Alexey Zaytsev

Regression on the basis of nonstationary Gaussian processes with Bayesian regularization

We consider the regression problem, i.e. prediction of a real valued function. A Gaussian process prior is imposed on the function, and is combined with the training data to obtain predictions for new points. We introduce a Bayesian regularization on parameters of a covariance function of the process, which increases quality of approximation and robustness of the estimation. Also an approach to modeling nonstationary covariance function of a Gaussian process on basis of linear expansion in parametric functional dictionary is proposed. Introducing such a covariance function allows to model functions, which have non-homogeneous behaviour. Combining above features with careful optimization of covariance function parameters results in unified approach, which can be easily implemented and applied. The resulting algorithm is an out of the box solution to regression problems, with no need to tune parameters manually. The effectiveness of the method is demonstrated on various datasets.

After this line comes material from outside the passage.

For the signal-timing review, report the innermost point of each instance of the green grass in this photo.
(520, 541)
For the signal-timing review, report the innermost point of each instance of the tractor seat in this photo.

Surrogate modeling of multifidelity data for large samples

The problem of construction of a surrogate model based on available lowand high-fidelity data is considered. The low-fidelity data can be obtained, e.g., by performing the computer simulation and the high-fidelity data can be obtained by performing experiments in a wind tunnel. A regression model based on Gaussian processes proves to be convenient for modeling variable-fidelity data. Using this model, one can efficiently reconstruct nonlinear dependences and estimate the prediction accuracy at a specified point. However, if the sample size exceeds several thousand points, direct use of the Gaussian process regression becomes impossible due to a high computational complexity of the algorithm. We develop new algorithms for processing multifidelity data based on Gaussian process model, which are efficient even for large samples. We illustrate application of the developed algorithms by constructing surrogate models of a complex engineering system.

Large scale variable fidelity surrogate modeling

Engineers widely use Gaussian process regression framework to construct surrogate models aimed to replace computationally expensive physical models while exploring design space. Thanks to Gaussian process properties we can use both samples generated by a high fidelity function (an expensive and accurate representation of a physical phenomenon) and a low fidelity function (a cheap and coarse approximation of the same physical phenomenon) while constructing a surrogate model. However, if samples sizes are more than few thousands of points, computational costs of the Gaussian process regression become prohibitive both in case of learning and in case of prediction calculation. We propose two approaches to circumvent this computational burden: one approach is based on the Nyström approximation of sample covariance matrices and another is based on an intelligent usage of a blackbox that can evaluate a low fidelity function on the fly at any point of a design space. We examine performance of the proposed approaches using a number of artificial and real problems, including engineering optimization of a rotating disk shape.

Reliable surrogate modeling of engineering data with more than two levels of fidelity

Surrogate modeling problems often include variable fidelity data. Most approaches consider the case of two available levels of fidelity, while engineers can have data with more than two samples sorted by fidelity. We consider Gaussian process regression framework that can construct surrogate models with arbitrary number of fidelity levels. While straightforward implementation struggles from numerical instability and numerical problems, our approach adopts Bayesian paradigm and provides direct control of numerical properties of surrogate model construction problems. Benchmark of the presented approach consists of various artificial and real data problems with the focus on surrogate modeling of an airfoil and a C-shape press.

Variable Fidelity Regression Using Low Fidelity Function Blackbox and Sparsification

We consider construction of surrogate models based on variable fidelity samples generated by a high fidelity function an exact representation of some physical phenomenon and by a low fidelity function a coarse approximation of the exact representation. A surrogate model is constructed to replace the computationally expensive high fidelity function. For such tasks Gaussian processes are generally used. However, if the sample size reaches a few thousands points, a direct application of Gaussian process regression becomes impractical due to high computational costs. We propose two approaches to circumvent this difficulty. The first approach uses approximation of sample covariance matrices based on the Nystrom method. The second approach relies on the fact that engineers often can evaluate a low fidelity function on the fly at any point using some blackbox; thus each time calculating prediction of a high fidelity function at some point, we can update the surrogate model with the low fidelity function value at this point. So, we avoid issues related to the inversion of large covariance matrices -- as we can construct model using only a moderate low fidelity sample size. We applied developed methods to a real problem, dealing with an optimization of the shape of a rotating disk.